The NSC currently has two “senior directors” for cybersecurity policy: Joshua Steinman and Grant Schneider. Steinman, a Navy Reserve officer who left the Defense Department to work at a cyber-security firm, was brought on as a cybersecurity director for NSC in January, just days after the inauguration. Steinman had reportedly been positioning himself to fill Joyce’s job.
Schneider has significant government IT security experience—he was deputy US chief information security officer (CISO) in the Obama administration and was elevated to the role of acting CISO after Trump’s inauguration. He was added to the NSC team in August of last year to fill a “vacated senior director position,” as the White House put it, while retaining the CISO role. (Trump has yet to name a Federal CISO, and he eliminated the White House CISO role last year.)
But neither NSC cyber director has the expertise Joyce brought to the position, and they will certainly not have the same level of authority.
“We have had three excellent cybersecurity coordinators since the late Howard Schmidt originated the position,” Rep. Langevin said in a statement. “It is an enormous step backwards to deemphasize the importance of this growing domain within the White House.”
Similar concerns were voiced by representatives of the IT industry, including the Computing Technology Industry Association. CTIA Executive VP Elizabeth Hyman told NBC News, “A cohesive and comprehensive cybersecurity strategy across all agencies within the federal government can only be accomplished when there is one office specifically tasked with coordination.”
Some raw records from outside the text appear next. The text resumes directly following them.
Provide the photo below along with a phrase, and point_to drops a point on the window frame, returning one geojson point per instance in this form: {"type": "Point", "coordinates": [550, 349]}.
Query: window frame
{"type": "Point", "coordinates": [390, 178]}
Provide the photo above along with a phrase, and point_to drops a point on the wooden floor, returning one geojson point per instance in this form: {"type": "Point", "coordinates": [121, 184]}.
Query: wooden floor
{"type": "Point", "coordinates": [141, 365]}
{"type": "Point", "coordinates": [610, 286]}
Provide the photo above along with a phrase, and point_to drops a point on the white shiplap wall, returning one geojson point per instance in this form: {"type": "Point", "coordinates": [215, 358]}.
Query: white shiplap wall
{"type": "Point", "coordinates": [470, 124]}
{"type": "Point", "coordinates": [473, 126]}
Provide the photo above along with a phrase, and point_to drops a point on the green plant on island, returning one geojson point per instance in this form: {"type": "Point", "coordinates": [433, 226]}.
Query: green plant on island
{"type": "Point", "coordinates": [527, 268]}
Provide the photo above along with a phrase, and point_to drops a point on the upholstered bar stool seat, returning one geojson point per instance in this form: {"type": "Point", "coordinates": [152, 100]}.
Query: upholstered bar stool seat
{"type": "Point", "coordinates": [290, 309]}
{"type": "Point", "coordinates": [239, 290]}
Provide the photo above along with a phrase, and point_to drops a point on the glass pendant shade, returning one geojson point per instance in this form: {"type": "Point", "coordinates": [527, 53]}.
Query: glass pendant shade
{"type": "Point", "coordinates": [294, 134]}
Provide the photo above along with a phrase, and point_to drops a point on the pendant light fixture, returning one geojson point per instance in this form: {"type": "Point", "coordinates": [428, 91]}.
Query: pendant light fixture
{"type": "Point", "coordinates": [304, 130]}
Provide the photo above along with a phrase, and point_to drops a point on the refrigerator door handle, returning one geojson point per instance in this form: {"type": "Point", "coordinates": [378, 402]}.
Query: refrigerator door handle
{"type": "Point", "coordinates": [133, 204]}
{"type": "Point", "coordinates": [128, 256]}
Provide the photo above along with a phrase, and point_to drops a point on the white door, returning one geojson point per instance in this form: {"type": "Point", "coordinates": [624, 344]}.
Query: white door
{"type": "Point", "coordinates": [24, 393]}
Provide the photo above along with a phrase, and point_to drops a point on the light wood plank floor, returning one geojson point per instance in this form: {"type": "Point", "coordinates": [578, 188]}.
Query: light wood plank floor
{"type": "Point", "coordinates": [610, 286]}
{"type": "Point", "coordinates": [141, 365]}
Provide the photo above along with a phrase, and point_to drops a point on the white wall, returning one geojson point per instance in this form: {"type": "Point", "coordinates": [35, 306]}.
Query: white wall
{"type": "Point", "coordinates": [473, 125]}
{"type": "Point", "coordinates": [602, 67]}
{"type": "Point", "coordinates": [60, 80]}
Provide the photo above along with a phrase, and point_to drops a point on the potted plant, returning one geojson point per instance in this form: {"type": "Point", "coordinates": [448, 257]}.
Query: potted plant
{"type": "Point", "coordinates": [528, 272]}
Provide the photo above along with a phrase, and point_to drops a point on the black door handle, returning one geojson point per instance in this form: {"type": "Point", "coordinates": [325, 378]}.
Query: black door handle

Chris Painter, a former NSC cyber policy director from the Obama administration, tweeted his concern:
“Alas poor Coordinator. I knew him Horatio.”-that’s right, it’s a tragedy. Structure isn’t everything but structure speaks to priority & ability to drive decisions & coordinate oft disparate views. Every study, commission or other review suggested higher not lower placement. https://t.co/rMOj3aTbH6
— Chris Painter (@C_Painter) May 15, 2018
Creating a White House office dedicated to cyberspace, Lieu said, would ensure that there was consistent and coordinated policy across the entire government in the face of growing threats to national security. “A coordinated effort to keep our information systems safe is paramount if we want to counter the cyber threats posed by foes like Russia, Iran and China,” he said. “To do anything less is a direct threat to national security.”
The bill authored by Lieu and Langevin, which is co-sponsored by a number of senior House Democrats (but no Republicans), would make the director of the National Office for Cyberspace a Senate-confirmed position, responsible for coordinating cybersecurity issues across the government, directing the defense of government networks in the event of an attack, and promoting civil liberties in “cyberspace.” The bill is based largely on recommendations from the Center for Strategic and International Studies’ Commission on Cybersecurity for the 44th Presidency, (which Langevin co-chaired from 2008 to 2010) that were never implemented.